Stress, function and community dynamics in wastewater bioreactors
Biological wastewater treatment plants receive a complex mixture of chemicals and are operated based on principles of general microbial growth kinetics. Regulated effluent criteria determine the extent of treatment required to achieve removal of chemical oxygen demand and nutrients like reduced nitrogen and phophate. Plants are, however, not designed to metabolize specific (micro)pollutants, and the factors influencing the emergence of microbial communities that are tolerant of or have evolved to metabolize and remove toxic compounds are poorly understood. Basic questions in wastewater engineering include ‘What affects the dynamics of wastewater microbial communities?’ and ‘Are communities ever stable and if so does this matter for basic processes like removal of organics and nutrients?’.
We investigated the impact of defined and sustained chemical stress on wastewater microbial communities and their functions, using the highly toxic and recalcitrant compound 3-chloroaniline (3-CA) as model stressor.

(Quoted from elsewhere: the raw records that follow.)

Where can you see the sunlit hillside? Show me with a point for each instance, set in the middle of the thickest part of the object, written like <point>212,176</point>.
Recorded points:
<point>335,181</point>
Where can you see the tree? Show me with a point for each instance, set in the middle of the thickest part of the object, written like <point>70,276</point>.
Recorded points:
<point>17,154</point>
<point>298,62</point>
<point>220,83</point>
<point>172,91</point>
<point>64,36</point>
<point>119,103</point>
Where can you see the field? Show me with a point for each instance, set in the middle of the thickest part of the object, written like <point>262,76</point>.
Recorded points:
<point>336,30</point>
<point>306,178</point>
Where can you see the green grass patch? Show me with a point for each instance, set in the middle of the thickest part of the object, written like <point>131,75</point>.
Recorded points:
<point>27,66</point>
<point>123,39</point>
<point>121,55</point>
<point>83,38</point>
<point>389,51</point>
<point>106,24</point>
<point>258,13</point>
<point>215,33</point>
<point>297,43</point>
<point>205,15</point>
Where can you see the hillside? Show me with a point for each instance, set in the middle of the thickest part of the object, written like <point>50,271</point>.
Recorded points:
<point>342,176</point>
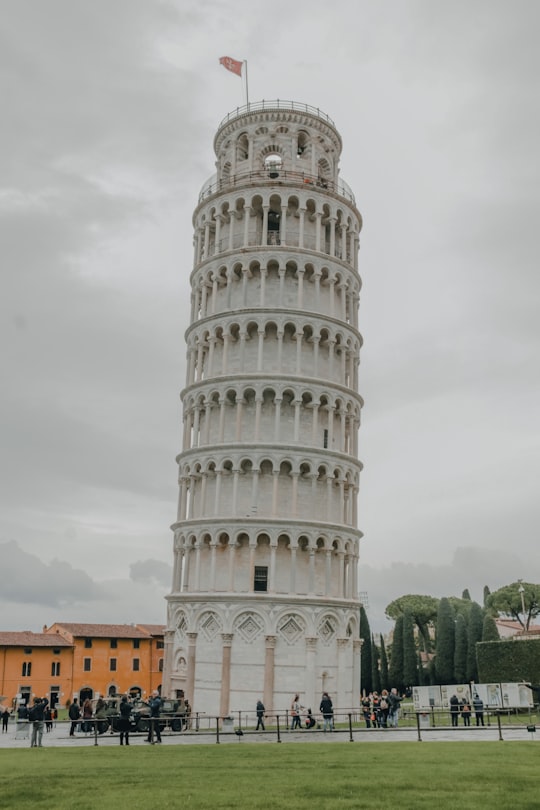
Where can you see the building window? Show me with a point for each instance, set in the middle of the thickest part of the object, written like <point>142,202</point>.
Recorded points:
<point>261,578</point>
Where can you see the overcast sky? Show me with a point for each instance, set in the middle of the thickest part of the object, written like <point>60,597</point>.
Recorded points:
<point>109,109</point>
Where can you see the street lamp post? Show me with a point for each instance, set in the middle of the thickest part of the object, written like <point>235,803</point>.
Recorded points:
<point>521,591</point>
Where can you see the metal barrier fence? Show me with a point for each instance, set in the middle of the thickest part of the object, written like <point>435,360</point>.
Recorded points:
<point>348,724</point>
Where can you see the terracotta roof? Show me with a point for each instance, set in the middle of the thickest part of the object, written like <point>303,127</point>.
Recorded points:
<point>97,630</point>
<point>154,629</point>
<point>25,638</point>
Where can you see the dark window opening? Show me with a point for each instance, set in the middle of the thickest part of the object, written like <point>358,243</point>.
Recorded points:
<point>261,578</point>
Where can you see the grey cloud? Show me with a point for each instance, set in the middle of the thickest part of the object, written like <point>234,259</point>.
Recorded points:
<point>28,580</point>
<point>151,571</point>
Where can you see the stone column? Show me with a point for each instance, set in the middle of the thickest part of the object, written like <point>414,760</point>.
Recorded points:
<point>268,689</point>
<point>225,674</point>
<point>191,663</point>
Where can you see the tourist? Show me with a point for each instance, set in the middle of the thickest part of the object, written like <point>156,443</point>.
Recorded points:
<point>260,715</point>
<point>74,713</point>
<point>155,709</point>
<point>296,708</point>
<point>124,720</point>
<point>35,715</point>
<point>327,710</point>
<point>454,710</point>
<point>478,705</point>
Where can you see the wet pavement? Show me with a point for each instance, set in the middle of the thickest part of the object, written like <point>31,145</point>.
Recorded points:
<point>18,736</point>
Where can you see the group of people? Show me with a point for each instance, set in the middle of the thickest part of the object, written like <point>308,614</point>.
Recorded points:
<point>463,707</point>
<point>382,711</point>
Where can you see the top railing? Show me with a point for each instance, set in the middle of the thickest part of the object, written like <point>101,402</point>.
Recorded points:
<point>278,104</point>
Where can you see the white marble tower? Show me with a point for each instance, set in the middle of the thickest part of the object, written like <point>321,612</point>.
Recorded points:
<point>264,600</point>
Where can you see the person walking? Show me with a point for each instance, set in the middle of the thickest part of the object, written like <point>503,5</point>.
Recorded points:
<point>124,720</point>
<point>454,710</point>
<point>155,709</point>
<point>260,715</point>
<point>478,706</point>
<point>296,708</point>
<point>36,715</point>
<point>74,715</point>
<point>394,701</point>
<point>327,710</point>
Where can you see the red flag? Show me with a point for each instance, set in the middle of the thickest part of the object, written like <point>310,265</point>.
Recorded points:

Experimental design included replicate bioreactors, sterile synthetic feed, ambient levels of 3-CA, and fixed factors like bioaugmentation and temperature. Process outcomes varied from no removal of 3-CA to complete removal within three weeks. Community changes were dramatic and nitrification was a key function affected by the stressor. Finally, microbial diversity indices based on 16S rRNA gene amplicon sequencing or T-RFLP, combined with influent nutrient concentrations, were used to predict effluent concentrations using support vector regression, a machine learning model. Sensitivity analysis of a preliminary dataset for a full-scale water reclamation plant would suggest that evenness is the most significant input variable for the prediction of soluble COD, nitrate and ammonium concentrations in the effluent. Overall, we show that both detailed analysis of taxonomy and gene expression and general indices of diversity are useful for understanding the link between stable process performance and microbial communities.